Martedì 13 Maggio 2025
CHIARA DI CLEMENTE
Libri

Addio Robert Towne: lo sceneggiatore da Oscar di “Chinatown”, ribelle e geniale

Il grande autore è morto a 89 anni. Celebre la lite con Polanski che cambiò il finale del suo capolavoro: lui si oppose, ma lo script vinse la statuetta. E passò alla storia del noir

Lo sceneggiatore di "Chinatown" Robert Towne morto a 89 anni

Los Angeles, 3 luglio 2024 – Il suo capolavoro, “Chinatown”, aveva appena festeggiato cinquant’anni. Lo sceneggiatore e regista Robert Towne, vincitore dell'Oscar per la sua sceneggiatura originale del capolavoro del ‘74 diretto da Polanski e interpretato da Jack Nicholson, uno dei maggiori maestri dell'arte della sceneggiatura, è morto.  Aveva 89 anni.

Towne è morto lunedì nella sua casa di Los Angeles, ha dichiarato la sua agente Carrie McClure in una nota riportata da “Variety”.

Nel corso di una lunga carriera iniziata negli anni '60, dopo aver iniziato a lavorare come attore e sceneggiatore per il regista di  B-movies Roger Corman, Towne divenne uno degli sceneggiatori più richiesti nella storia del cinema, chiamato più volte a risolvere problemi strutturali e a creare grandi dialoghi e colpi di scena anche per film firmati da altri.

Towne giunse alla ribalta negli anni '70 con tre successi di critica e commerciali usciti nell'arco di 14 mesi: "L'ultima corvè” (con Jack Nicholson, (1973), "Chinatown" (1974) e "Shampoo" (1975). Tutte e tre le sceneggiature furono candidate all'Oscar, con "Chinatown" che vinse.  Ironicamente, quella sceneggiatura, il cui fulcro stava nel mostrare sul grande schermo le radici marce che hanno alimentato fin dalla sua nascita la grande industria degli Studios hollywoodiani, non fu mai riconosciuta in pieno da Towne, che combattè a lungo _ pur senza riuscire a imporsi: i diritti dello script erano stati ceduti da lui alla Major per soldi _ contro il finale “noir” scelto da Polanski. Nel finale di Polanski, il personaggio di Faye Dunaway viene infatti ucciso: non c’è salvezza, non c’è redenzione, solo il trionfo della malvagità. Anni dopo, Towne _ che era riuscito a convincere la Paramount a produrre la sua storia grazie all’amicizia che legava lo scrittore a Jack Nicholson _ disse: "Ho pensato che fosse troppo melodrammatico concluderlo a modo suo, ma io mi sbagliavo e lui aveva ragione". Per molti anni a seguire, Towne ha sempre sognato di girare un rifacimento “a modo suo” della pellicola –prequel la cui realizzazione è stata annunciata proprio in questi giorni da Netflix, con Towne alla sceneggiatura e David Fincher alla regia. 
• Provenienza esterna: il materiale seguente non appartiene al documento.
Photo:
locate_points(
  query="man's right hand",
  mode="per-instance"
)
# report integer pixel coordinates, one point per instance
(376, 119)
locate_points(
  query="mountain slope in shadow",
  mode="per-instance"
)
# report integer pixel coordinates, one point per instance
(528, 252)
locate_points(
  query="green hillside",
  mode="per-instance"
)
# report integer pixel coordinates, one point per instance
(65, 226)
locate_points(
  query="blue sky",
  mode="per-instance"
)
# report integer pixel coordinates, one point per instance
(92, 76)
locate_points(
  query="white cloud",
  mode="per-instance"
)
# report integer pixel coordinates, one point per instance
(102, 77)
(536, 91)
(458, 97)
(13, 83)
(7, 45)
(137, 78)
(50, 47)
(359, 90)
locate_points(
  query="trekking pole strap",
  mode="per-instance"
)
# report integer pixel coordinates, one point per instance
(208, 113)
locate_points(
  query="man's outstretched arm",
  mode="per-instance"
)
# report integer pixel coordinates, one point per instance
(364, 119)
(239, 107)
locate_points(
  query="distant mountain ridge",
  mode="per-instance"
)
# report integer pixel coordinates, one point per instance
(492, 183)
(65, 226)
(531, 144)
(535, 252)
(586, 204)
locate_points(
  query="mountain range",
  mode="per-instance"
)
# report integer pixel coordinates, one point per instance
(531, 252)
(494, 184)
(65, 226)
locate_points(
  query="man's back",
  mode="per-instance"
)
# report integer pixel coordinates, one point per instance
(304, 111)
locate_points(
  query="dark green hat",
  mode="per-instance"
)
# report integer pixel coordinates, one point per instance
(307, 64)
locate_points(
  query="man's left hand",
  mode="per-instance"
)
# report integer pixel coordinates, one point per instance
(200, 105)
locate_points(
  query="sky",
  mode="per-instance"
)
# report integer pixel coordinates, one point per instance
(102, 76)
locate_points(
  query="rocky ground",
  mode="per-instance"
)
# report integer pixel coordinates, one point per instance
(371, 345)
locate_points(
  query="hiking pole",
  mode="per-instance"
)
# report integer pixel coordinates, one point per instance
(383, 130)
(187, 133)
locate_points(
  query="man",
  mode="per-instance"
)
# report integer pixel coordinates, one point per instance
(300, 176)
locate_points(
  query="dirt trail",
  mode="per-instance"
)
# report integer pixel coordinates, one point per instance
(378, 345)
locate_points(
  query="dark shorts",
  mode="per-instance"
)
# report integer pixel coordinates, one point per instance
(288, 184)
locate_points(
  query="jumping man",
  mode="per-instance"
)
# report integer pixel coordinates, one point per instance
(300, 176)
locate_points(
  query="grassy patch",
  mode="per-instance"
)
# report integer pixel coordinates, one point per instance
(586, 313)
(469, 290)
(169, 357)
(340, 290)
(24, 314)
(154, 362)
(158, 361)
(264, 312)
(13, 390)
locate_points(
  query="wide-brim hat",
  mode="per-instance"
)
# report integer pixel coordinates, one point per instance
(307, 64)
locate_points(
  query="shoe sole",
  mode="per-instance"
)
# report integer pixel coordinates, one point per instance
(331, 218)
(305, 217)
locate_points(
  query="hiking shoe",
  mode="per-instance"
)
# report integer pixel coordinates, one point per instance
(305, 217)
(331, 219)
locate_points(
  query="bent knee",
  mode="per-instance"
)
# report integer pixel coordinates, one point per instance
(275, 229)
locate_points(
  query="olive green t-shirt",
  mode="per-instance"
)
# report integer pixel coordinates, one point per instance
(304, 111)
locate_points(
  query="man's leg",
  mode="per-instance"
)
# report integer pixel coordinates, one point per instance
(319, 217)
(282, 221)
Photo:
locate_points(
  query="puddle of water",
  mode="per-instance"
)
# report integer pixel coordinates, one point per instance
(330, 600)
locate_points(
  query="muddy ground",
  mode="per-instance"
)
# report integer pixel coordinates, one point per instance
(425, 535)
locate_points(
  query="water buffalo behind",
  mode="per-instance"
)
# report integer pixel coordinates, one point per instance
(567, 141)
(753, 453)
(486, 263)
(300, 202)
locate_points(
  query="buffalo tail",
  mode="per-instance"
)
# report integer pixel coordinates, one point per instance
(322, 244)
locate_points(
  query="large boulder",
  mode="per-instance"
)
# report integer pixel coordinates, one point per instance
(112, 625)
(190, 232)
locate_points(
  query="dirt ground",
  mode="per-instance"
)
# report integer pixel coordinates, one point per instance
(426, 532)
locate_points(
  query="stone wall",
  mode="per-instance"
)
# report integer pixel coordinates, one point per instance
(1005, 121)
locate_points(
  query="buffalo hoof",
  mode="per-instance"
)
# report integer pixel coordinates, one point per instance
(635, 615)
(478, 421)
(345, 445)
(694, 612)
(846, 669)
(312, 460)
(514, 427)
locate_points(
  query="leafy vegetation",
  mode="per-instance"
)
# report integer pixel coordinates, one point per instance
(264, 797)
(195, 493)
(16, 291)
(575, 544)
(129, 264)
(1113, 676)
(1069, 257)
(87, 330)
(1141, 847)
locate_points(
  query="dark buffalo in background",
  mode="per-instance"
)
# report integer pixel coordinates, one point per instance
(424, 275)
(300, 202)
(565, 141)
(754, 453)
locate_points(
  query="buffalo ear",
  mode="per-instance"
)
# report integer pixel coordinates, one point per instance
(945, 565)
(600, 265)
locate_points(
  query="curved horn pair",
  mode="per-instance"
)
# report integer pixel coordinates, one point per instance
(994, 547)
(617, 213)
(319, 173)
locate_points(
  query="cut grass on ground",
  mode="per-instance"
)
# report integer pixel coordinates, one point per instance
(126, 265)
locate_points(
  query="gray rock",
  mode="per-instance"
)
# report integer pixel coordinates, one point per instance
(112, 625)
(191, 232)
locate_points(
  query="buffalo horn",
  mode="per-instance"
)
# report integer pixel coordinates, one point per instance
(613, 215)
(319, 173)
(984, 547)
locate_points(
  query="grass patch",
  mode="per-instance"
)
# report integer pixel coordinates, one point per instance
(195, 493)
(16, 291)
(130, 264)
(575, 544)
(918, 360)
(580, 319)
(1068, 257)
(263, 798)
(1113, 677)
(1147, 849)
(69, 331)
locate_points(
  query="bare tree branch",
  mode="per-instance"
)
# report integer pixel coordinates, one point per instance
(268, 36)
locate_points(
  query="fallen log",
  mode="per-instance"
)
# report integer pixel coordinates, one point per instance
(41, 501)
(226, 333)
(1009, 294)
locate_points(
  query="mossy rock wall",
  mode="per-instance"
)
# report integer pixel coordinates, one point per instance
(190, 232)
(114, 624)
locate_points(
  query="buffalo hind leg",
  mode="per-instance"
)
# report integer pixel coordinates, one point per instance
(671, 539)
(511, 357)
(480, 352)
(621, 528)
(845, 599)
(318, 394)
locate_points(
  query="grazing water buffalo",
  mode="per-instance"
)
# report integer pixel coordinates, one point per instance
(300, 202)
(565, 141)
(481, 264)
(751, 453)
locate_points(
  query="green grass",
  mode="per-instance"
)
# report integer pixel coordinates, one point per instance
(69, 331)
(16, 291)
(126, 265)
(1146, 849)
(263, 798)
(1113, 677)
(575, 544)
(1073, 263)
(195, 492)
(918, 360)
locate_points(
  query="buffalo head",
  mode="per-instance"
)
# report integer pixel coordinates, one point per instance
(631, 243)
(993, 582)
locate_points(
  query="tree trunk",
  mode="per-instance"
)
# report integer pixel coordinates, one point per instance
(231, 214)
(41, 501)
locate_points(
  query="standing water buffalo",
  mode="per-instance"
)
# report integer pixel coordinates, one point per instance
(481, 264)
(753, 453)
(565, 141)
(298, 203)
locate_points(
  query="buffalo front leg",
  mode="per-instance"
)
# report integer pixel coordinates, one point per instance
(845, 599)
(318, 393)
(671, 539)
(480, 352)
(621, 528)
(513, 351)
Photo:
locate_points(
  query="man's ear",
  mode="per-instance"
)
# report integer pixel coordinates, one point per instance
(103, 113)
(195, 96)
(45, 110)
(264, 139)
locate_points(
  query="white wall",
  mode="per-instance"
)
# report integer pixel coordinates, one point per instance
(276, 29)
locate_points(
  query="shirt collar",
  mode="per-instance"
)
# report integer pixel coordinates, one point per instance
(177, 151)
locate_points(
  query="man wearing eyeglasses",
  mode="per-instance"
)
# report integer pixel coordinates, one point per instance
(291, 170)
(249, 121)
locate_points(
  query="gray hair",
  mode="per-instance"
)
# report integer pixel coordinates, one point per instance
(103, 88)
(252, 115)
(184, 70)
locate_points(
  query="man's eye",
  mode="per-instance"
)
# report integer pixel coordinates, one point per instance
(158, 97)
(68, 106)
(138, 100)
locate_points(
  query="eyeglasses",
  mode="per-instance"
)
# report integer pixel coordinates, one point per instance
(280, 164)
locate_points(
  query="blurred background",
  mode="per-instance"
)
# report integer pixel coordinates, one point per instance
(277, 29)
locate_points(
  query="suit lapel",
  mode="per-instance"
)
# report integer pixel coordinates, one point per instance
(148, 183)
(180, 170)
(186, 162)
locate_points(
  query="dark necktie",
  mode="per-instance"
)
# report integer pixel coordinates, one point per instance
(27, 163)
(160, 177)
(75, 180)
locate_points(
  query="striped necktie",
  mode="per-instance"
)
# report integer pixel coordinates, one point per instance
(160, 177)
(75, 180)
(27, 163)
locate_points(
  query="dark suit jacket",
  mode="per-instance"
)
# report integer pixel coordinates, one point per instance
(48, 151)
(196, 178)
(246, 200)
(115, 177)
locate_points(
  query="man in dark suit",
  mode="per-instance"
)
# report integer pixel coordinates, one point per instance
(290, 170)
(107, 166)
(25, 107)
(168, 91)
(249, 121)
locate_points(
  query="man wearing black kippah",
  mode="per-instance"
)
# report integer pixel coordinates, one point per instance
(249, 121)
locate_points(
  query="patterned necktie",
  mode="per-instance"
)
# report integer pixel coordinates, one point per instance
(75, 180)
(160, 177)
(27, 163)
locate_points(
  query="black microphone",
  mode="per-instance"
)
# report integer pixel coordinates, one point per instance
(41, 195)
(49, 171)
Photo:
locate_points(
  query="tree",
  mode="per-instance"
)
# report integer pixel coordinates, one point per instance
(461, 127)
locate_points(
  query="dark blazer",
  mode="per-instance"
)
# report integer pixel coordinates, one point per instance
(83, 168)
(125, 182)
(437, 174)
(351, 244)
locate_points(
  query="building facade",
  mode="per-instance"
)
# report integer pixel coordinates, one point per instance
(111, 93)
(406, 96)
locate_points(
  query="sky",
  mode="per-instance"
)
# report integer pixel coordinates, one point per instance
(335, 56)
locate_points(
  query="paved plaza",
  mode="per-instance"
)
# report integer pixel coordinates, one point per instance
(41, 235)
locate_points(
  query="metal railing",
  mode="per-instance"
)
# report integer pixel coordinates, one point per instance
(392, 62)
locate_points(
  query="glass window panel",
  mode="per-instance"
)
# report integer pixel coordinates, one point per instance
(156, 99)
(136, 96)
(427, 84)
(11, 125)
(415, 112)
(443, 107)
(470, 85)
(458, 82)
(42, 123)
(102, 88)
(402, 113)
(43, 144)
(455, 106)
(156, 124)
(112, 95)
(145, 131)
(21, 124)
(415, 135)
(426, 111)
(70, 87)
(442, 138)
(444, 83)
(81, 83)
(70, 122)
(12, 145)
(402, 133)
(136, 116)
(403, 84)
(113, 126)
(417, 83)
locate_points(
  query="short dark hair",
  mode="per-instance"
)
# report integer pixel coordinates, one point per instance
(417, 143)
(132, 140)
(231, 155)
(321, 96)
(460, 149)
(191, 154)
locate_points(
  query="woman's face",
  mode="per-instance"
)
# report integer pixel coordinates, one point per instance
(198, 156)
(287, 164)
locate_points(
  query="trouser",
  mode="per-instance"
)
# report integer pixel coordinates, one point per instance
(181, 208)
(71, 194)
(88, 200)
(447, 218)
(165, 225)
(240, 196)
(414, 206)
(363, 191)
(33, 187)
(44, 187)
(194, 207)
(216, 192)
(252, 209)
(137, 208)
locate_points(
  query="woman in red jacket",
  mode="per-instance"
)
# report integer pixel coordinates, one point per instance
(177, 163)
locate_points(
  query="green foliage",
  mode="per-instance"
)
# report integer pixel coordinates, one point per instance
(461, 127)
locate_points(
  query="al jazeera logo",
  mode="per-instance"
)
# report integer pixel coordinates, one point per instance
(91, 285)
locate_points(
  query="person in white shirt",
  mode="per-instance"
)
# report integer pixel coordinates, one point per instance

Sempre di “Chinatown” _ le cui intricate peripezie sono raccontate nel libro di David Thompson “La formula perfetta” (Adelphi) _ fu Towne a scegliere la maggior parte delle location _ la pellicola è ambientata a Los Angeles nel ‘37 _ poiché cresciuto nei pressi della città portuale di San Pedro. "Era un vero e proprio melting pot", ricordava Towne. "Ero l'unico ebreo del quartiere".

Towne era nato Robert Bertram Schwartz il 23 novembre 1934. Suo padre, Lou, che gestiva un negozio di abbigliamento femminile chiamato Towne Smart Shop, cambiò il cognome della famiglia. Nella sua sterminata carriera Towne ha scritto per molte delle principali star del suo tempo, tra cui Nicholson, appunto, poi Warren Beatty, Harrison Ford, Mel Gibson e Tom Cruise. Lavorò senza essere accreditato ancora Polanski in "Frantic" (1988). Per Cruise _ diventato poi altro suo grande amico _, in “Giorni di tuono” (1990),  "Mission: Impossible" (1996) e "Mission: Impossible II" (2000).

Per Beatty ha lavorato in "Reds", e con lui ha condiviso la sceneggiatura di "Shampoo" (sua l'idea chiave di rendere il personaggio donnaiolo di Beatty un parrucchiere).

Con una vita perennemente in bilico tra genialità e rimpianti, creatività libera e controcorrente spesso però piegata alla necessità di far cassa, comunque unico, visionario, ribelle, con la modestia dei grandi attribuiva la sua straordinaria capacità di scrivere per le star al fatto di avere un buon orecchio. "Semplicemente ho imparato ad ascoltare il modi di parlare degli attori: ognuno ha i suoi schemi di linguaggio unici. E io mi sono adattato”.